Alfred John Cordin
Serial No. 4461
13th Battalion & 54th Battalion
Alfred John Cordin - Information
As the war was raging, Alfred was working as a farmer, and residing in Bringelly with his family. Watching many of the local boys put on a uniform, Alfred decided to join up, enlisting on the 17th of August 1915 in Warwick Farm. He was just 19 years old. He began his training and was despatched to the 13th Battalion as a Private. He then embarked Sydney onboard the HMAT Ballarat on the 16th of February 1916 for overseas.
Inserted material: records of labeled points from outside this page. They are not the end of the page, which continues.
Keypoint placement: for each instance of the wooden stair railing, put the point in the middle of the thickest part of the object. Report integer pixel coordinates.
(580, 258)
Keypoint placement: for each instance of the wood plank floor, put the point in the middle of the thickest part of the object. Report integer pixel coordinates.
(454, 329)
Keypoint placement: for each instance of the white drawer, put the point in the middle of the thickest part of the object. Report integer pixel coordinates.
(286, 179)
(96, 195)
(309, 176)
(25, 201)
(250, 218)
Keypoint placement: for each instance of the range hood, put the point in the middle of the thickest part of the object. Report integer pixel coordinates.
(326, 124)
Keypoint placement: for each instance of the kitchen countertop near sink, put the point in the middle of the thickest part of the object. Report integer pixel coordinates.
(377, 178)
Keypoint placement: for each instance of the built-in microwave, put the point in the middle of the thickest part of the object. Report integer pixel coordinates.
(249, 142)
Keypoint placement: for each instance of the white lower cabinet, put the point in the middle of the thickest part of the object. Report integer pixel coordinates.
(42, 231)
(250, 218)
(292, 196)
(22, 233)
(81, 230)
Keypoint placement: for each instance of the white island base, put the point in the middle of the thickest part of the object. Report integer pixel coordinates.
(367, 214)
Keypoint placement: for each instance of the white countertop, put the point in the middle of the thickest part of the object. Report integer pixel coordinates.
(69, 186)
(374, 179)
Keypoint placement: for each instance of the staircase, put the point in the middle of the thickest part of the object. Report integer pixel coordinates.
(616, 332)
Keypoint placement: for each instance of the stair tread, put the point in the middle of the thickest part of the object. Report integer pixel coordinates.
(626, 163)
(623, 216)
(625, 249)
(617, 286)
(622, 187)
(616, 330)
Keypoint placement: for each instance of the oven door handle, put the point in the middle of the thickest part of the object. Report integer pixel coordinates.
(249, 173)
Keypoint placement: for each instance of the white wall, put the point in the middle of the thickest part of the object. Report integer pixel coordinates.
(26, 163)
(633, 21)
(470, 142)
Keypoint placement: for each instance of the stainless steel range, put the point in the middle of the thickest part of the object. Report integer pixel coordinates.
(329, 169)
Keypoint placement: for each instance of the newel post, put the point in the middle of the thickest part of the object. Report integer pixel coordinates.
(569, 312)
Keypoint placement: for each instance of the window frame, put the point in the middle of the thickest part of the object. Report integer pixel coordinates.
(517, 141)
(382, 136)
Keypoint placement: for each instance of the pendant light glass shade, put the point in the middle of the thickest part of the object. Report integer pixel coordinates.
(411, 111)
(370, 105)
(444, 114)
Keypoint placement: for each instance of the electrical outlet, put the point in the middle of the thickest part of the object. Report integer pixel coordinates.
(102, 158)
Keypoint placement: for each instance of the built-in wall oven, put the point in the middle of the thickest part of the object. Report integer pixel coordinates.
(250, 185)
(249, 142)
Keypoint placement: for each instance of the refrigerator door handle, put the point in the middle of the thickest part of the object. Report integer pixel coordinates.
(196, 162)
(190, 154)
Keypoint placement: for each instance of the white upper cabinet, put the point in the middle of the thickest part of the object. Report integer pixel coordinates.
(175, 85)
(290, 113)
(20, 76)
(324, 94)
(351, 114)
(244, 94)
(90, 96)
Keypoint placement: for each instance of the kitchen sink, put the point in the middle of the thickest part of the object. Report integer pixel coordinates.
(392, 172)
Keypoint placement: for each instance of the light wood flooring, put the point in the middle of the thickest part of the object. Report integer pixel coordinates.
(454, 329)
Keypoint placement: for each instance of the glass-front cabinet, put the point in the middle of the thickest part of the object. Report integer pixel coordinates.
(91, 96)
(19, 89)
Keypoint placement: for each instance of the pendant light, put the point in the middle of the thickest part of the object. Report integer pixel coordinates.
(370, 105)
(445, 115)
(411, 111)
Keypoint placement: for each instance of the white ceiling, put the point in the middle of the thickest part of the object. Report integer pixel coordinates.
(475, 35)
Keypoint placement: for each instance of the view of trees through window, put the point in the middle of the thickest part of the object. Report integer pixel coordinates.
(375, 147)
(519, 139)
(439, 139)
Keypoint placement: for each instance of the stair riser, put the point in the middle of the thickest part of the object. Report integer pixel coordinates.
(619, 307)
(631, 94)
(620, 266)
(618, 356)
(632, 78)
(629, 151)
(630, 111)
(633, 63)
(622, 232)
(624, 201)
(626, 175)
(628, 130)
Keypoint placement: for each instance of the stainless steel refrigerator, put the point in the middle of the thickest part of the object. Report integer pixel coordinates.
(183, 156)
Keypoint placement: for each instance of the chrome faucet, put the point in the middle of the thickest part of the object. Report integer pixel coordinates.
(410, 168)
Alfred disembarked in Egypt in late March. After further training, he was transferred to the 54th Battalion on the 1st of April. In late June, his new unit left Alexandria for the port of Marseilles in France. Almost immediately the 54th were positioned for an assault to prevent German reserves from reaching the Somme Sector. Alfred and his mates rushed towards the German trenches during the Battle of Fromelles on the 19th of July. This short battle was devastating, as the men were pinned down by rapid fire, stuck in No Man’s Land. More than half the unit became casualties. This included Alfred, who was wounded sometime between the 19th and 20th July, shot in his elbow. He was carried to hospital in Calais. He was subsequently evacuated to England on the 26th of July, admitted to the 2nd Northern General Hospital. He was in bad shape; the bullet caused a compound fracture to his elbow, which became terribly infected. By the 10th of October, he was at the 1st Auxiliary Hospital awaiting transport back to Australia. Boarding the Hospital Ship Karoola, he left Southampton on the 16th of October. He was discharged from military service in January. Without modern orthopaedic surgery, Alfred’s arm would always be a source of pain and hindering his life as a farmer. For his sacrifice, he received a pension from the government.